Friday, 22 May 2015

Exploring John Keats' Philosophy of Art in “Ode On A Grecian Urn”

@omotayome  for Twitter

Ode on a Grecian Urn celebrates the reality of still-life in art than the harsh realities of normal life. In the painting on the Grecian Urn, everything becomes important in their lifelessness and stillness. It is as if John Keats is elevating deadness to life as an ultimate escape from life’s stinging realities. In the poem, John Keats comes to see art as many things. For one, he glorifies it as he portrays it as the fulfillment of that which the limitedness of life cannot achieve. The limitations of life are various; and they have always continued to define humans. Time and its transience are perhaps the dominant of these limitations. Most times, these limitations make the joy of living pass off so soon. In Ode on a Grecian Urn, the opposite of that is attained; everything is permanent. Permanence rolls on with luxuries, longings, and unending passions. However, amidst these luxuries of permanence are unanswered questions – the evil of stillness perhaps, perhaps not. In the poem, so many questions are left unanswered. More than they being rhetorical, one may say, just as with stillness, answers to them have also been frozen:

 Who are these coming to the sacrifice?...
      ....And all her silken flanks with garlands drest?
What little town by river or sea shore,
Or mountain-built with peaceful citadel,
 Is emptied of this folk, this pious morn?

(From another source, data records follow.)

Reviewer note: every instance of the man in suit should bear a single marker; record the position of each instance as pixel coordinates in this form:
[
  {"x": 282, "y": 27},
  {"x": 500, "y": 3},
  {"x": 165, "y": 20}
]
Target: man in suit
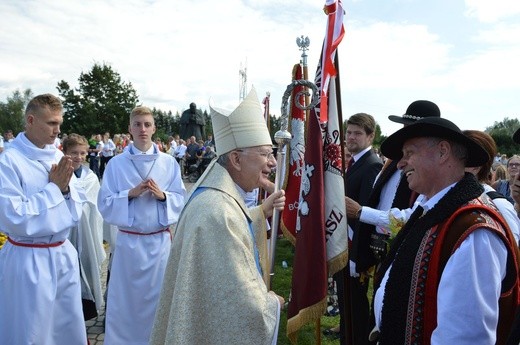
[{"x": 361, "y": 173}]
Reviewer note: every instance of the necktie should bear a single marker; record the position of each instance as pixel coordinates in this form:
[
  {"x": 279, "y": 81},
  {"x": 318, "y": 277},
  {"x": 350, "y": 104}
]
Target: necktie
[{"x": 350, "y": 163}]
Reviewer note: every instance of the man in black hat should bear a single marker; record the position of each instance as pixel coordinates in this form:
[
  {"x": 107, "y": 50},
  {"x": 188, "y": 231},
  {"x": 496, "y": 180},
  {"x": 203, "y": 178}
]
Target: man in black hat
[
  {"x": 451, "y": 265},
  {"x": 390, "y": 191}
]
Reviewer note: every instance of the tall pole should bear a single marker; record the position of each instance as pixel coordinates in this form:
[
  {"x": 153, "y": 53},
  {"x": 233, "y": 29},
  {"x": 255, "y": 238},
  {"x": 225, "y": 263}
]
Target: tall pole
[
  {"x": 303, "y": 44},
  {"x": 282, "y": 138}
]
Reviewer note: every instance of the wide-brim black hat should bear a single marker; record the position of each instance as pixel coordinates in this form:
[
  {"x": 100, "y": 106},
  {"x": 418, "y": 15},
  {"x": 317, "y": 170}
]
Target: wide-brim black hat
[
  {"x": 433, "y": 127},
  {"x": 416, "y": 111},
  {"x": 516, "y": 136}
]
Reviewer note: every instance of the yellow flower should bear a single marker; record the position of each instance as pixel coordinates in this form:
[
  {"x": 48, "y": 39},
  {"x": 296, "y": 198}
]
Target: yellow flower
[{"x": 396, "y": 224}]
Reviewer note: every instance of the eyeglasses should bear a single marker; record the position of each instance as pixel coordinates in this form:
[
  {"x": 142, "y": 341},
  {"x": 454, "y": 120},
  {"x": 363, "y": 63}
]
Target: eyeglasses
[{"x": 268, "y": 155}]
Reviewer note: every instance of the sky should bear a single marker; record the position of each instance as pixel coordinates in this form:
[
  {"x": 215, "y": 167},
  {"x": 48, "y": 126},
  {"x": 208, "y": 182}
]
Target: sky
[{"x": 464, "y": 55}]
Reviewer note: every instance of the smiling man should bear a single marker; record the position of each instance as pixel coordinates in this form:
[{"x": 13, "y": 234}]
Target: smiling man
[
  {"x": 214, "y": 290},
  {"x": 39, "y": 272},
  {"x": 142, "y": 194},
  {"x": 449, "y": 277}
]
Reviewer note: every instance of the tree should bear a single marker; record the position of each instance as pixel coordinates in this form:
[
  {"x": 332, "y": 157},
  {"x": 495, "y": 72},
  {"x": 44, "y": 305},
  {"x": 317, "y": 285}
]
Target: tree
[
  {"x": 102, "y": 103},
  {"x": 12, "y": 112},
  {"x": 502, "y": 132}
]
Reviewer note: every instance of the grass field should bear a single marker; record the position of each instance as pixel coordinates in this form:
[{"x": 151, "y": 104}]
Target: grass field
[{"x": 282, "y": 286}]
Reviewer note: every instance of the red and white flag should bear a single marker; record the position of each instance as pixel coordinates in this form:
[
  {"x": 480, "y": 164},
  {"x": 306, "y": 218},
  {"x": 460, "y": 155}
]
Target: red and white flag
[
  {"x": 333, "y": 36},
  {"x": 321, "y": 229},
  {"x": 294, "y": 158}
]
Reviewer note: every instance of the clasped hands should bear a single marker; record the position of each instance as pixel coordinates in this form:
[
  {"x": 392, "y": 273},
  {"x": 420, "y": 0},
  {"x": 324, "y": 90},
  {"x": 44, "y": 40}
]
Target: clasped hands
[{"x": 147, "y": 185}]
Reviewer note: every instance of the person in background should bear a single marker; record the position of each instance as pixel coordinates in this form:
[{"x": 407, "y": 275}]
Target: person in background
[
  {"x": 39, "y": 270},
  {"x": 87, "y": 237},
  {"x": 504, "y": 186},
  {"x": 107, "y": 152},
  {"x": 483, "y": 175},
  {"x": 142, "y": 193},
  {"x": 222, "y": 251},
  {"x": 8, "y": 139},
  {"x": 95, "y": 147},
  {"x": 362, "y": 170},
  {"x": 209, "y": 141},
  {"x": 500, "y": 173}
]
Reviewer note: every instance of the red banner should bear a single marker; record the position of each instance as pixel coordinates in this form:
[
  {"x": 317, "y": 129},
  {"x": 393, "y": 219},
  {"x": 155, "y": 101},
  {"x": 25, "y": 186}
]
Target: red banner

John Keats’ philosophy of art can be briefly summed up as: art is that which life is not. That means art’s glory is manifested in the inadequacies of life. In the poem, one can deduce John Keats’ philosophy of life as thus: Art as an ultimate preserver, Art as a Keeper of Beauty and Time, Art as a True Picture of Humanity and Art as a form of Escapism.

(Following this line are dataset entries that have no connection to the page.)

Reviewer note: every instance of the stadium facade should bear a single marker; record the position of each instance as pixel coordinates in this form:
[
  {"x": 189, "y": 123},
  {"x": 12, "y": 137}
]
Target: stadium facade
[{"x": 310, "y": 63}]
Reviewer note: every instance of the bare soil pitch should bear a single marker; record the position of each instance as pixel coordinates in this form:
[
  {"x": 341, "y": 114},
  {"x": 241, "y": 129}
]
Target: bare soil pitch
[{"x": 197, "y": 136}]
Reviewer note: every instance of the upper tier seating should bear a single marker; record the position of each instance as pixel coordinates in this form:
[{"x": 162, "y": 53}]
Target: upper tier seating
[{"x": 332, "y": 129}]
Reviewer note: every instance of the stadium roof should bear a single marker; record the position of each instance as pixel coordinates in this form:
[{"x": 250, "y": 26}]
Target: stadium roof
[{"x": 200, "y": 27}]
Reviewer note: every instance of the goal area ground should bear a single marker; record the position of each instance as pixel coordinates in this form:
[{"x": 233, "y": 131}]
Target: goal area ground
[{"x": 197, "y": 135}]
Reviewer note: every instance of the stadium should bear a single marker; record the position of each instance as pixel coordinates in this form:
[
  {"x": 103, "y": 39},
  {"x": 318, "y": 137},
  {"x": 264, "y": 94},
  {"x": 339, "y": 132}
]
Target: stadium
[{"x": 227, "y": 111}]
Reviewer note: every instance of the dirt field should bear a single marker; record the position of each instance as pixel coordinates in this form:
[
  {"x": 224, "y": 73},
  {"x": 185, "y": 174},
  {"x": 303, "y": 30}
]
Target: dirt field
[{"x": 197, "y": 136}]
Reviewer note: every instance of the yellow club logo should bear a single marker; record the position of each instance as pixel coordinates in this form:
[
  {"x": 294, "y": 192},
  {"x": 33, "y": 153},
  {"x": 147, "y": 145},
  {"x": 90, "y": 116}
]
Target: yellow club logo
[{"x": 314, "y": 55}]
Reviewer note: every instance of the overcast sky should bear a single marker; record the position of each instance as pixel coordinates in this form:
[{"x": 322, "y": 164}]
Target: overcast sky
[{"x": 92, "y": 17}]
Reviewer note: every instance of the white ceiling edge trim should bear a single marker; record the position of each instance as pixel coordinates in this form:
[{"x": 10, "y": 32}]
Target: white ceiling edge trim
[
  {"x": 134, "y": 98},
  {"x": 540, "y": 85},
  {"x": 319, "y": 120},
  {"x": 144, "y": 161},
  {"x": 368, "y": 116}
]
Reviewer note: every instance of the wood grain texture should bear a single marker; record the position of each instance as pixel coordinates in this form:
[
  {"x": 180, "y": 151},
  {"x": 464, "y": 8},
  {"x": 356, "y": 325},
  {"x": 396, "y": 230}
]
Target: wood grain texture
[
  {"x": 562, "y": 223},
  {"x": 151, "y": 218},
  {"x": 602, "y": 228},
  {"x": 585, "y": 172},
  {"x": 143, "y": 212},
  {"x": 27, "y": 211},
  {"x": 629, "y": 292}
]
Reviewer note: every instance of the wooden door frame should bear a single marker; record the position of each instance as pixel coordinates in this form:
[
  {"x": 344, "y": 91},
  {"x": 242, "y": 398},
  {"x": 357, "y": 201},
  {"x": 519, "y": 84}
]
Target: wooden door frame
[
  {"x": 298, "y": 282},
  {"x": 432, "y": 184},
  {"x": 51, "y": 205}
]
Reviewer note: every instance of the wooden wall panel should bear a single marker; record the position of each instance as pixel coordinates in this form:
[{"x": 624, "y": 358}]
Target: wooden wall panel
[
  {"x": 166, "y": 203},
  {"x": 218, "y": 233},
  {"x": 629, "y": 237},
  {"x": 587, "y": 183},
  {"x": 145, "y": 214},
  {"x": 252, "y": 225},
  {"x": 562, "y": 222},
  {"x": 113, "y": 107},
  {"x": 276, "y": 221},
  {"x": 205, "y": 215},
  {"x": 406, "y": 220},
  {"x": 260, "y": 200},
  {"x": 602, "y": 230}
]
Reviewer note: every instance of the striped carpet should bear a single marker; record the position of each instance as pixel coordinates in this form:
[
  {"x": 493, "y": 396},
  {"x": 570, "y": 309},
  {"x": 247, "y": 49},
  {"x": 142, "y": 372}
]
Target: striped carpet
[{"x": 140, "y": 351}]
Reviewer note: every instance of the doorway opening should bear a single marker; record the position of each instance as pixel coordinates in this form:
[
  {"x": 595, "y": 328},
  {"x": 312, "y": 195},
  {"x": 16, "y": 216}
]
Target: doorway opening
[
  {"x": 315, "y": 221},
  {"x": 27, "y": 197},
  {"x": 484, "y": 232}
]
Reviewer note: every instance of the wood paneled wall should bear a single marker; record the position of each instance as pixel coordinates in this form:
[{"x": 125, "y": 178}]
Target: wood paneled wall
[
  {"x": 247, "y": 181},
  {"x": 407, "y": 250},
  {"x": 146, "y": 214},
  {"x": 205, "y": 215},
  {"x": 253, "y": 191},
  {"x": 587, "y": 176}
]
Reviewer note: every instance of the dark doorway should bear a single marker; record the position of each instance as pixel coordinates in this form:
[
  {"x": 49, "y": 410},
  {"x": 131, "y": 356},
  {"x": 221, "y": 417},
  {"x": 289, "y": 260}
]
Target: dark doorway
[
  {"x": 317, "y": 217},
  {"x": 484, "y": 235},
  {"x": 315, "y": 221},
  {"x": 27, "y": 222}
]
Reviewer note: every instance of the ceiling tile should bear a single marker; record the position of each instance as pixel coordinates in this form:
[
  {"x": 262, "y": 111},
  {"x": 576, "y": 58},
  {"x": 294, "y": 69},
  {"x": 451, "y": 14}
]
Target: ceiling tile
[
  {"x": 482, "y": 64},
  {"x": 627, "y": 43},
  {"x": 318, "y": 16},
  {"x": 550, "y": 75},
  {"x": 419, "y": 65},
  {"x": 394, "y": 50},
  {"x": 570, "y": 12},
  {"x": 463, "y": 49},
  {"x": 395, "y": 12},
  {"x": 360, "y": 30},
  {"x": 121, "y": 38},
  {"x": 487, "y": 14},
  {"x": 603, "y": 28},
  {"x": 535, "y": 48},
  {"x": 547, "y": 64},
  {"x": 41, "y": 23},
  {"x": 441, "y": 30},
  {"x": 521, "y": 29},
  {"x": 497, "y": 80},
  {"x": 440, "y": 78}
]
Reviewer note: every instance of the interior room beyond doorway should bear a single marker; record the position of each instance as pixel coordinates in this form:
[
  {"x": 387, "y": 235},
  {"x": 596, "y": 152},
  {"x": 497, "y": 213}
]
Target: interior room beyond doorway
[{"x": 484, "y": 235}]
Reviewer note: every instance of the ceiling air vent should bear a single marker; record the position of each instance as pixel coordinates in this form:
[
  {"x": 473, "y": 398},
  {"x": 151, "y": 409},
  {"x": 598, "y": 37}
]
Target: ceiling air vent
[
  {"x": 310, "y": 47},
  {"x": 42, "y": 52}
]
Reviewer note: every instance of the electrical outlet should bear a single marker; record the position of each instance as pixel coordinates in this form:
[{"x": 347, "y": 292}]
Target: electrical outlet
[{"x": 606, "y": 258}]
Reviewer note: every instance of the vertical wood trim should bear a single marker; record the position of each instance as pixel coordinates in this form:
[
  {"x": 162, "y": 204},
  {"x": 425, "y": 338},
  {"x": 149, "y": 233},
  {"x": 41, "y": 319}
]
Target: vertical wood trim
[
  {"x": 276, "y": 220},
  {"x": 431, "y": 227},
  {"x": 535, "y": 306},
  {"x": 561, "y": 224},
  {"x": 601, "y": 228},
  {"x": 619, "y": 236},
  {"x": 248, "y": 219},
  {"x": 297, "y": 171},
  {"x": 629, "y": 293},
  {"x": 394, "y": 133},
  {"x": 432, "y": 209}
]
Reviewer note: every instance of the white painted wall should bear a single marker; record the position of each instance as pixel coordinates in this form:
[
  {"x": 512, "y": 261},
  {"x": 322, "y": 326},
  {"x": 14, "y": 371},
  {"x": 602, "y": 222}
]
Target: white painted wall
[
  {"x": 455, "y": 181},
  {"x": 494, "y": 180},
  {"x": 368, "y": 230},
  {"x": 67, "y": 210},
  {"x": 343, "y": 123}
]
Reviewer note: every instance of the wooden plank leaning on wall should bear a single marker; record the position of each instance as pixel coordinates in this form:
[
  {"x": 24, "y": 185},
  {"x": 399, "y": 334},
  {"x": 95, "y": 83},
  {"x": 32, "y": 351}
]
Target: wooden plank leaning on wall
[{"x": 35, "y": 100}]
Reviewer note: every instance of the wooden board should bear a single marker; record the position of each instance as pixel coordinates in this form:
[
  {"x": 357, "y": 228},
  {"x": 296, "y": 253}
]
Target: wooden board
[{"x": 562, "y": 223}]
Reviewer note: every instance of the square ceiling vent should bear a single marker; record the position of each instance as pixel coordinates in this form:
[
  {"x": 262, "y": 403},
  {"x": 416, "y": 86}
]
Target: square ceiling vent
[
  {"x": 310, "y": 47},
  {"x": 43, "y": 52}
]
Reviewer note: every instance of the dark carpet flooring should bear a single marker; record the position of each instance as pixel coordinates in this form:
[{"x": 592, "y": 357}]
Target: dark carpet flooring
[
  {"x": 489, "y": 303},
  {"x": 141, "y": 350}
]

Art as an Ultimate Preserver

The addressed Grecian Urn is an object that records the various scenes and stories the poem talks about. In the opening of the poem, the persona calls this urn:

 Thou still unravish'd bride of quietness…
And to further portray the preserver and recorder nature of the urn, he follows the above with:

 Thou foster-child of silence and slow time,
The painting on the urn preserves the histories of man by freezing and keeping the pictures in ultimate silence, so that nothing is rushed and nothing uttered. It is because of this feature of the painting that an encounter with the many stories on the urn is possible with the persona. Many people, like the persona, must also have witnessed this same painting on the urn and the Grecian urn must have been in existences for years. It is in the ability of the painting as an ultimate preserver that such stories still live on for the persona to encounter and relive in the poem. Hence, deducedly, John Keats sees art as the ultimate preserver.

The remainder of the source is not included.